Communicating Value

Communicating Value August 26, 2019

We have a pair of friends who have been together for a long time. They live together and own a home together. They are not technically married, but have made a lifetime commitment to one another.

We hosted them in NYC recently and the day before they got here, they shocked us (and many others, I presume) with a civil ceremony.

When we asked them why, the answer was fascinating. It said a lot about the culture we live in and the way we think about relationships.

 

Setting Culture

Culture is what a group of humans communicate as valuable between one another. We have cultures in our jobs, social groups, and marriages. What we often call popular culture is a broad scope of what is being treated as valuable. We do this by treating certain things with shame (or scorn) and other things with honor (and celebration).

One hot button issue our culture is dealing with is marriage. What is marriage and why does it matter? The larger culture doesn’t agree and the tension has become a part of culture itself.

The reason this matters is that culture is the air we breathe. If waiting in line is valuable, we will subconsciously fall into it. If serving your country or caring for our elders is communicated as a value, we will want to lean into it.

The tensions in our culture occur because we do not agree on what is valuable. We are each fighting for our perceptions and definitions to apply to the broader culture. And what ends up happening is a lot of uncertainty, confusion, and anger. The lack of clarity makes our culture a dizzying air to breathe.

 

Seeking Clarity

So, the reason our friends got married was because of clarity. It was too weird and complicated to try to communicate their relationship. To refer to each other as husband/wife wasn’t quite right because if someone asked for a wedding date or photos, it could be awkward. To refer to one another as boyfriend/girlfriend didn’t seem to carry the true weight of the relationship. They had been calling each other “my partner”, but that led to some weird assumptions.

The fact is, there was no real box our friends fit in. No clear way to communicate the value of their relationship.

It is pretty easy to tell what a person values. Look at what they celebrate. The same is true for a marriage or an organization or a country. We bestow honor on wealth and physical beauty. And this communicates that these are values in our society.

But there are important things that do not get celebrated enough. Things like diversity and unity. These things matter to us all, but we don’t communicate them with the same intensity of honor we use for other things (our own opinion, for one).

Here are a couple quick examples I’ve noticed lately: 1) we honor putting each other down – call it sarcasm, banter, whatever you want.
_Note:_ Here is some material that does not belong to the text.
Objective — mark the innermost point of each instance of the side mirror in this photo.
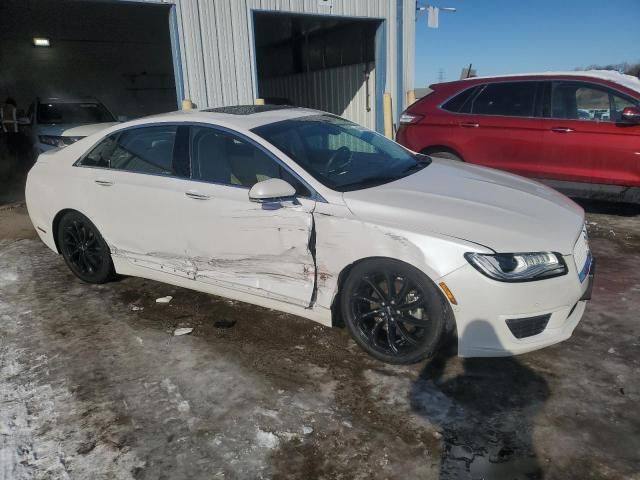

The truth is, we think people who can put someone else in their place are funny, better. And so, we make fun of one another constantly. 2) Who’s the hero? This is especially prevalent in marriages. Watch the way couples tell stories. Most of the time, it is about how their spouse is an idiot or weirdo or did something embarrassing. The subtext is that they (the storyteller) is the hero. The spouse is the bumbling antagonist that is lucky to have the hero around. This is what we do in marriages and it communicates the value of ME. It communicates that the value of relationships is about me being a hero.

We have to be careful, mindful, and intentional about what values we are communicating. What are we treating with honor and what are we treating with shame? And what, like the relationship between my friends, has great value but is falling through the cracks simply because we don’t know how to communicate it clearly.